Board member Jessica Gerber, who serves as a liaison to the building committee, said she asked several weeks ago how confident the committee was that they would meet the June 30,2019 deadline for submitting the reimbursement application.

“They are already a little bit behind,” Gerber said. “There definitely are concerns.”

She said if the design approval takes more than one meeting with each board for approval, that could completely throw off the schedule, adding that this would all be coming in the middle of the budget season. “I’m not sure there is anything this board can do,” Gerber said. “It will be tight, at best.”

“I want to ask whether it would be appropriate talking about timelines,” board member Jeffery Peterson said. “One of the reasons we asked for alternates in the beginning was to get a rough idea for the costs.” He asked whether they could ask the building committee if they could give us “a rule of thumb, a rough something, something to chew on.”

Chairman Phil Dwyer said it was not the school board’s idea to seek the three option costs — that came from the selectmen and the Board of Finance. “In order to move the project along, we did not object to the Board of Finance and Board of Selectmen doing that,” Dwyer said. “To us, the June date is critical.”

The options look at school capacities of 378, 440 and 504. “On the 378, this board has had past conversations that an 18 classroom building would not be acceptable to this board,” Dwyer said. “If it were me, I’d say if you want to look at 378 you’re welcome to, but that is not a vote of this board, that’s a line we’re going to have to address.”

He also said when you ask an architect for a ball park cost estimate without a space planning document, the number is based on a general cost estimate and can be seen by some in town as a firm number.

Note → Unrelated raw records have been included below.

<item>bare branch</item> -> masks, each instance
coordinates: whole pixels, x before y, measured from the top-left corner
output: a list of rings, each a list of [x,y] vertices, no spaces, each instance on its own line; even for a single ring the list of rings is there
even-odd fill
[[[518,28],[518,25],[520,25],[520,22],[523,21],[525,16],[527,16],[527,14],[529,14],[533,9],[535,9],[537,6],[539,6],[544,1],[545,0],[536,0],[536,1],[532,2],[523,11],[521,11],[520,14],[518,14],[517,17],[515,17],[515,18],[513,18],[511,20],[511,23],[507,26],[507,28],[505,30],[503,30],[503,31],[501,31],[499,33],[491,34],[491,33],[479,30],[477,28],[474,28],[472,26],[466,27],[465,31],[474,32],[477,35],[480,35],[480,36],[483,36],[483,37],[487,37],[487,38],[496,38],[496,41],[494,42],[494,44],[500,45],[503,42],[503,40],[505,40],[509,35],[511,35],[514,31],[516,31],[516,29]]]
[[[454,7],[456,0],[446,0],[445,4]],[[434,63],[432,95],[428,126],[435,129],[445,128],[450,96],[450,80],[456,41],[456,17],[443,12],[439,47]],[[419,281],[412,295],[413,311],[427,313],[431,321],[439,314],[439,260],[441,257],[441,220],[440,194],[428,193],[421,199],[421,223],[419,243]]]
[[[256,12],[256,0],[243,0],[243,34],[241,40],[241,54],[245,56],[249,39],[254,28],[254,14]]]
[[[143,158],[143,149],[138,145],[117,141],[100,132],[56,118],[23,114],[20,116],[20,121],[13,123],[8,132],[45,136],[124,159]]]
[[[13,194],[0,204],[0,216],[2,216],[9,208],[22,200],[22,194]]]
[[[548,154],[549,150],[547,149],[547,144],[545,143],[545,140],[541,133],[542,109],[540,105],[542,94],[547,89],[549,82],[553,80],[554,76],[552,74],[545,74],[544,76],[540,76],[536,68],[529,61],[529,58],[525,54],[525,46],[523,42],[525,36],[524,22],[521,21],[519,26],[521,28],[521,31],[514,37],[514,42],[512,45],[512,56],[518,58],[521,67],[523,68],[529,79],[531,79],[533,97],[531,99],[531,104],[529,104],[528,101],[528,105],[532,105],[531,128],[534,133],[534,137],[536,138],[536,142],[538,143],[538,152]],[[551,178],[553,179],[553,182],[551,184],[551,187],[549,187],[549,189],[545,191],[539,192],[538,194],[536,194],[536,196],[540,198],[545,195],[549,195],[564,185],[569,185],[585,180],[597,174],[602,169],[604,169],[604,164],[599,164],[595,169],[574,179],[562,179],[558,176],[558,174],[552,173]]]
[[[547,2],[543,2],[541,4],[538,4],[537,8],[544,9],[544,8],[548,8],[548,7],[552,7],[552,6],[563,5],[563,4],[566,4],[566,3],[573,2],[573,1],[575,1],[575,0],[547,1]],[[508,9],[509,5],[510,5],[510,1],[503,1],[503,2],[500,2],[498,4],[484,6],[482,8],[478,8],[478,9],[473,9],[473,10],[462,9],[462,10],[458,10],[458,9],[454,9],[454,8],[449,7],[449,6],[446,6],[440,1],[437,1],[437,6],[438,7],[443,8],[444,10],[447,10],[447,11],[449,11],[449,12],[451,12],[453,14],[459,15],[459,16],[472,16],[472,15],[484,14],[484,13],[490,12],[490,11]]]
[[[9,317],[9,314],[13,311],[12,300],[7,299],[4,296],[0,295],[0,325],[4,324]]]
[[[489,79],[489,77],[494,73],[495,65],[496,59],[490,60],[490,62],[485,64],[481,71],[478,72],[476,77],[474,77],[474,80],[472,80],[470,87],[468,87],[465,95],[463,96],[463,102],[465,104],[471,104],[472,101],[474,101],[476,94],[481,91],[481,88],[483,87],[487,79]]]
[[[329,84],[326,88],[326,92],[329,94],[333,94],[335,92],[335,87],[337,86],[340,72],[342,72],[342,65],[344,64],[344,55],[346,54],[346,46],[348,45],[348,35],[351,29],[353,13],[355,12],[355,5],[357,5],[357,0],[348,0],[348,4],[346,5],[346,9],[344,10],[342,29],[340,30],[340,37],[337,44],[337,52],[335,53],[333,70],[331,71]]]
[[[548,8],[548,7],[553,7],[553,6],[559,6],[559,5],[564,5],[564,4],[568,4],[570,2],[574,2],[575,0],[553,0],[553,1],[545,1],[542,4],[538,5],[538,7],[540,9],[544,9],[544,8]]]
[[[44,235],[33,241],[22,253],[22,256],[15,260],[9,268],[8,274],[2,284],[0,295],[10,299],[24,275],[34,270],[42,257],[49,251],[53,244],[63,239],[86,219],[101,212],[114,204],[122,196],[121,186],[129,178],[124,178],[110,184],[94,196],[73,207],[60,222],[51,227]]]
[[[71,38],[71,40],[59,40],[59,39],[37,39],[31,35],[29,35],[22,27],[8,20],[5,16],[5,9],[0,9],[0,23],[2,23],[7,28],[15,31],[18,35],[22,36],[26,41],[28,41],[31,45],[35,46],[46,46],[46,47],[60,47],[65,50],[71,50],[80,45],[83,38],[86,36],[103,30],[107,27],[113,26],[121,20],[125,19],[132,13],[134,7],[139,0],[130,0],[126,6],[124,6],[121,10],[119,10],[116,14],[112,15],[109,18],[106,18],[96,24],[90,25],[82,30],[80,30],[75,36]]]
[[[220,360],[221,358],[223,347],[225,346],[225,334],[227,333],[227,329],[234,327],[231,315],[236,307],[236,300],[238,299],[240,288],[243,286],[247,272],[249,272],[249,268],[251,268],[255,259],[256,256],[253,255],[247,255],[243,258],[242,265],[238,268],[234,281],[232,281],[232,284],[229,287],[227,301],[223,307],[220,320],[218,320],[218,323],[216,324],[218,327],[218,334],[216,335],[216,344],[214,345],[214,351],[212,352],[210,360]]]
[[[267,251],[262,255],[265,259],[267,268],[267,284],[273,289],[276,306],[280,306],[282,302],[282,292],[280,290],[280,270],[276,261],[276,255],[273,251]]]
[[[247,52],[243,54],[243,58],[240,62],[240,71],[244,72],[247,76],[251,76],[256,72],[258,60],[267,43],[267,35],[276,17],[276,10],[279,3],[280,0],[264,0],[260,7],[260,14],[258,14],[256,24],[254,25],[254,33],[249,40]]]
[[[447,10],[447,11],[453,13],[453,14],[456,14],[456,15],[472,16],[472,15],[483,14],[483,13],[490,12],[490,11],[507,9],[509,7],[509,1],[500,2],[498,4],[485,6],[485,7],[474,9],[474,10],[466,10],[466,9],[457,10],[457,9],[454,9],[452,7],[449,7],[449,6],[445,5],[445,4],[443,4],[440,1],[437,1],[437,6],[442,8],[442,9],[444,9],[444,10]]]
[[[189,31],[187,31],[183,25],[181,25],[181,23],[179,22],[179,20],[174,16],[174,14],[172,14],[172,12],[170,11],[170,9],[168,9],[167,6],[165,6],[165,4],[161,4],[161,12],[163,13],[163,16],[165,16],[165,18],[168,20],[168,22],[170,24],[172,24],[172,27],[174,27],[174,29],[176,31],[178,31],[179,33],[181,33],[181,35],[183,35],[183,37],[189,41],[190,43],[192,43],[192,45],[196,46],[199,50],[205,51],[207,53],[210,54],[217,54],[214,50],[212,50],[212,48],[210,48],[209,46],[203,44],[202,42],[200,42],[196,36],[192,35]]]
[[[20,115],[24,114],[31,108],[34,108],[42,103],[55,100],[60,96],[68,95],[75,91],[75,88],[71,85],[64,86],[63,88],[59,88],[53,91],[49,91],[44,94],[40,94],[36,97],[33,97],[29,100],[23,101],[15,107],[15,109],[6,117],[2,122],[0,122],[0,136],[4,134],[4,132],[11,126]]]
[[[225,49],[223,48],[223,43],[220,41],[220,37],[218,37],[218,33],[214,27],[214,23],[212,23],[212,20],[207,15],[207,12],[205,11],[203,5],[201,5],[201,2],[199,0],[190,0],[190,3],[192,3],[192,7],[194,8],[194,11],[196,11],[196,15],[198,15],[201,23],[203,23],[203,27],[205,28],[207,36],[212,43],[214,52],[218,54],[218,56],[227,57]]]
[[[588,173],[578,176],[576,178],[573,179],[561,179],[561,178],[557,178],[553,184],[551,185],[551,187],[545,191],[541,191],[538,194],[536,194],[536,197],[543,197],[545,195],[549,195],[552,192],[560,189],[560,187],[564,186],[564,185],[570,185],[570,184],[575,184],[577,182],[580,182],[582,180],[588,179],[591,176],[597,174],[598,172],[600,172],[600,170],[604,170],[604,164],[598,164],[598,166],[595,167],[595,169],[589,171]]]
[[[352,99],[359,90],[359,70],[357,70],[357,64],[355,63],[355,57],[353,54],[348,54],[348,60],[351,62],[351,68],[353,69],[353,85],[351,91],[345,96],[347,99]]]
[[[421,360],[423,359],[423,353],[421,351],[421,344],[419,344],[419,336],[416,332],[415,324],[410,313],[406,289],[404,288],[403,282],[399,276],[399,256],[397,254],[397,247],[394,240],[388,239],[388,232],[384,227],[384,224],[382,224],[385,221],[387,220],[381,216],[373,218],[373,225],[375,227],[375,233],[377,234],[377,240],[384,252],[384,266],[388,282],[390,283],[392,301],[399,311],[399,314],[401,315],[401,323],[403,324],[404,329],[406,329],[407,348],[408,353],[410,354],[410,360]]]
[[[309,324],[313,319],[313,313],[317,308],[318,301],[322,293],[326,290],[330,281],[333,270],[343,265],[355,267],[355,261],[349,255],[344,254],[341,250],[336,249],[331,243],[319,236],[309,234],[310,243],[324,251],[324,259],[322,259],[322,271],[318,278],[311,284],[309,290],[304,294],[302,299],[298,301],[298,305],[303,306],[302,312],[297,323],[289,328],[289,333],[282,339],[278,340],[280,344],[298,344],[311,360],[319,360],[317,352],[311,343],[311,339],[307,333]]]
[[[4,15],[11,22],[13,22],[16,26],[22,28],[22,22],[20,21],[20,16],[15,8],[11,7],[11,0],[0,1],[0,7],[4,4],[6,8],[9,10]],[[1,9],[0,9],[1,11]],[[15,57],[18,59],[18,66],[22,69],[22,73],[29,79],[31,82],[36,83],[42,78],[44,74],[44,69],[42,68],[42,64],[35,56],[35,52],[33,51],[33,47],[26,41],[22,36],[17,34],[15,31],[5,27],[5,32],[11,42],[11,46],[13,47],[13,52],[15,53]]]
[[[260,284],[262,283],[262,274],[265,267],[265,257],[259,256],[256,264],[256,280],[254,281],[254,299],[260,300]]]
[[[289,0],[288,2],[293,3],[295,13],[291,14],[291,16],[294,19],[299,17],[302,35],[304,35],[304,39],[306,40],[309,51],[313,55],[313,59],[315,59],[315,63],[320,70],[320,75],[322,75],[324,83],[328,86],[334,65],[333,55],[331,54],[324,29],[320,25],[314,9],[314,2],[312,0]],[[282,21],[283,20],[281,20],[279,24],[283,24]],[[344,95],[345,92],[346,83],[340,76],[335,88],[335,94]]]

That, Dwyer said, then leads to more questions should the actual number come in higher.

“My fear is the whole fire storm that started with Mill Hill started with a number thrown out there that was not factually based,” board member Nicholas Aysseh said.

Sal Morabito, manager pf construction, security and safety for the district, said if the June 30 deadline is missed, absent any change in state statutes, it means state certification for reimbursement will be delayed for a year, and the town would carry the bond payment, with interest, for a year longer.

“The other change that could happen,’ he said, “is whether our reimbursement rate will be changed. That’s the biggest unknown.” Right now, the town gets about a 24 percent reimbursement.

Board member Trish Pytko wanted to know how realistic is the June 30 deadline.

“They didn’t say absolutely no, but they said it’s going to be tight, Gerber said, and a lot could happen between now and June 30, if the project is able to move quickly through all the town bodies and no one asks for a second presentation. She said it’s hard to know at this point when the building committee will know if the deadline will be met, or missed.

Gerber said a delay in the Mill Hill project impacts other pending school projects, pushing them further out.

The Mill Hill Building Committee received $1.5 million in seed money and is in the process of hiring an architect. Costs for adding 5 classrooms to the school have been pegged at as much a $25 million.